Richard Holland richard at drdispatch.com
Fri Nov 12 11:25:52 EST 2004


I work for lawyers, have for 5 years now.  I consulted several on this 
issue, some educated enough on this area of law, others not.  A lot of 
what's said here is true on both accounts.  What Theo De Raadt says 
about "trade secret" law appears to be true, he's not blowing steam up 
your asses.  They all agree it's somewhat questionable as to wether or 
not what OpenSSH is doing with aacs is "illegal".

Discussing this issue over some scotch with one attorney, one I consider 
a good friend, after hearing the basic flow of this argument he posed 
this question:

"Why do the OpenSSH folks care?  If Red Hat took their code and is 
distributing in a state they don't like, refuse to support it.  Being 
that a simple civil law suit from one of these hardball prick 
organizations like the MPAA/RIAA hell bent on protecting their property 
or whatever the hell can destroy a publicly held company once the media 
gets wind of the lawsuit being filed". 

If Red Hat removed this code in question from a legal standpoint, it's 
probably just a safegaurd and perhaps not needed.  Red Hat wouldn't care 
to have the media saying bogus things like "Red Hat, provider of Linux, 
is using some super encryption code and distributing it illegally".  
Untrue as that is, it would affect stock price.  This is a possible 
motivation.

This is obviously not an issue OpenSSH should bother caring about.

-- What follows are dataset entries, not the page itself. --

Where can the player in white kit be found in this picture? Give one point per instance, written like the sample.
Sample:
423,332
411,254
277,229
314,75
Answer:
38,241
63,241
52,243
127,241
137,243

Red Hat is distributing OpenSSH's project and work in a state they deem 
as being hard for OpenSSH to support.  Red Hat can either fix it, or 
have their tarball recognized as something OpenSSH neither condones nor 
will support.

OpenSSH seems firm in their stance, so that is that. 

Red Hat probably should properly contact the OpenSSH people and explain 
why this was done.  Perhaps they feel they have fixed something here.  
It is possible that this code hack has nothing at all to do with US 
law.  Anytime you change a person's code you should provide a reason 
why, it may be beneficial to the original code's maintainer.

Don't get confused, the first half of this mail is just me trying to 
explain a reason as to why this list debating the legality of aacs is 
probably moot.  I don't use Red Hat, never have.  I don't agree with how 
they've handled their source changes to OpenSSH.